I can't explain this disconnect between the subject headings and the classification scheme, except to say: that's how it is.

Recently, I was browsing through my beloved copy of the DDC from 1899 that still has both its numeric and alphabetical tabs relating respectively to the classification and the "Relativ Subject Index." The RSI is indeed an index to the classification scheme, and it appears that Dewey originally intended it also as the access to the collection:

"HOW TO USE THIS INDEX
Find the subject desired in its alphabetical place in the index. The number after it is its class number and refers to the place where the topic will be found, in numerical order of class numbers, on the shelves or in the subject catalog."

From this I can only presume that the shelves and the subject catalog were in classification order, and the alphabetical index was the index to that classification.
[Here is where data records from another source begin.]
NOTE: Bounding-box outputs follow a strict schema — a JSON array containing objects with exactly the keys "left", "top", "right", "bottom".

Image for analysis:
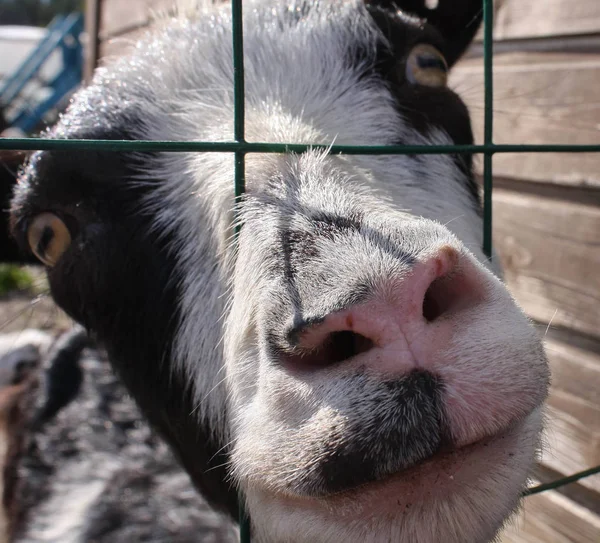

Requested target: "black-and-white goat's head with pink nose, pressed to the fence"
[{"left": 12, "top": 0, "right": 548, "bottom": 543}]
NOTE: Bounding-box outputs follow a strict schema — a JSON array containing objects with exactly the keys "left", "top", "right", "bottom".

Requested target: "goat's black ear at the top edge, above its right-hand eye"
[{"left": 366, "top": 0, "right": 483, "bottom": 66}]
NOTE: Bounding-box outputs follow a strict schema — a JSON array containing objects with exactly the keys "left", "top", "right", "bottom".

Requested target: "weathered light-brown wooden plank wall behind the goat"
[{"left": 97, "top": 0, "right": 600, "bottom": 543}]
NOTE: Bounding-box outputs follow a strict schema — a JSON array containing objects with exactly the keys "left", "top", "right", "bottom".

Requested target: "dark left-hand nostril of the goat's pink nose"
[{"left": 283, "top": 330, "right": 374, "bottom": 369}]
I can only guess at this point, from what he says here, that the subject catalog was in classification order, as is the shelf, but also contained the verbal translation of what the decimal classification numbers meant.
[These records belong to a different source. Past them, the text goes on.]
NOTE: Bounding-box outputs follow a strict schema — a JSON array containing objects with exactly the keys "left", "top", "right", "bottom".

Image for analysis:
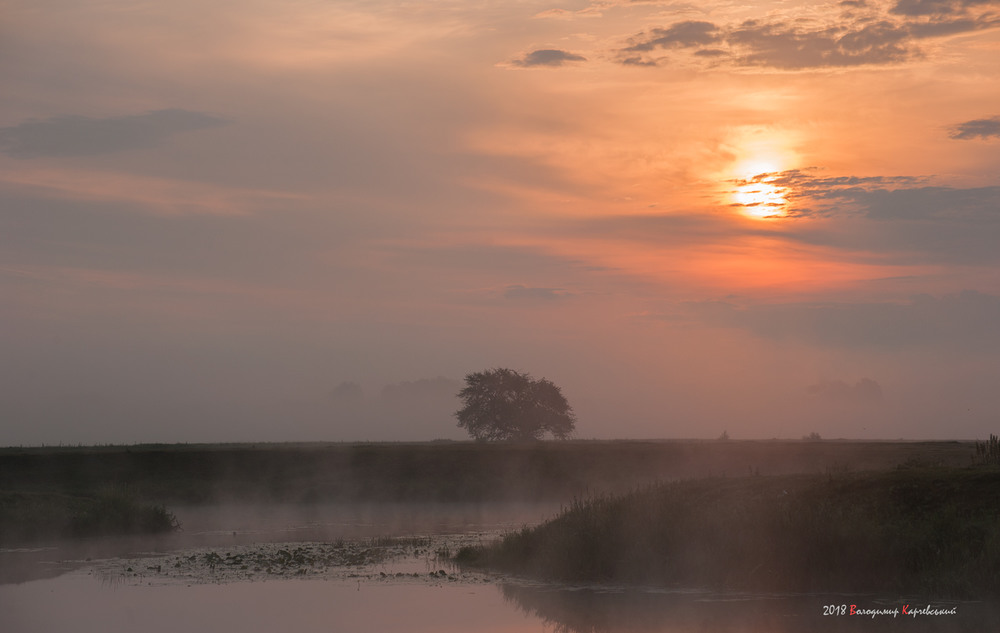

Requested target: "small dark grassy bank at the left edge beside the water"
[{"left": 0, "top": 489, "right": 178, "bottom": 546}]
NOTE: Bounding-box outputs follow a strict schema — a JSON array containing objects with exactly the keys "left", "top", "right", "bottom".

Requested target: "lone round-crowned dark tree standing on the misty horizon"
[{"left": 455, "top": 368, "right": 576, "bottom": 441}]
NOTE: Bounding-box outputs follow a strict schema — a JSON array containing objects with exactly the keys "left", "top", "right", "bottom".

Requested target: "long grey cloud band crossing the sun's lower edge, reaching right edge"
[{"left": 565, "top": 169, "right": 1000, "bottom": 266}]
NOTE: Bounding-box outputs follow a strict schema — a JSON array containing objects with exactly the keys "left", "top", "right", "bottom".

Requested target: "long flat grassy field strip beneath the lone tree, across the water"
[{"left": 0, "top": 440, "right": 975, "bottom": 504}]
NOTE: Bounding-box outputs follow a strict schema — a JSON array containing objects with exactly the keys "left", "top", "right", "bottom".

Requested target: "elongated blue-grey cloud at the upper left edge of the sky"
[{"left": 0, "top": 108, "right": 226, "bottom": 159}]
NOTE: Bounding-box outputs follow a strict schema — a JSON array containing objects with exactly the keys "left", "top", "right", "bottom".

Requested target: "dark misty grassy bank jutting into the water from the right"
[{"left": 457, "top": 467, "right": 1000, "bottom": 598}]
"Under this class number will be found the resources of the library on the subject desired. Other subjects near the one sought may often be consulted with profit; e.g., Communism is the topic wanted and the index refers to 335.4, but 335, Socialism, and even the inclusive division 330, Political economy, also contain much on this subject. The reverse is equally true; the full material on socialism can only be had by looking at its divisions 335.3, Fourierism, 335.4, Communism, etc. The topics which are thus subdivided are plainly marked in the index by heavy faced type."

My copy is #3933, originally owned by the Roger Williams Park Museum in Providence, Rhode Island. The current incarnation of the institution appears to be the Museum of Natural History and Planetarium. My copy has many penciled notes in the area of Zoology (DDC 590), which would fit the natural history nature of the institution. (I don't see any evidence of a current library.) By 1900 the "dictionary catalog" would have taken root, so I don't know if the library would have followed Dewey's instructions for the creation of a classified catalog. But I do wonder how we got from a single system that had an alphabetical index to a classification system to a system with an alphabetical index and two classification systems, but in which the index and the classification have essentially each gone their own ways. This is obviously a gap in my education, which I will gladly rectify if you have suggestions for readings.

Meanwhile, no wonder users are confused.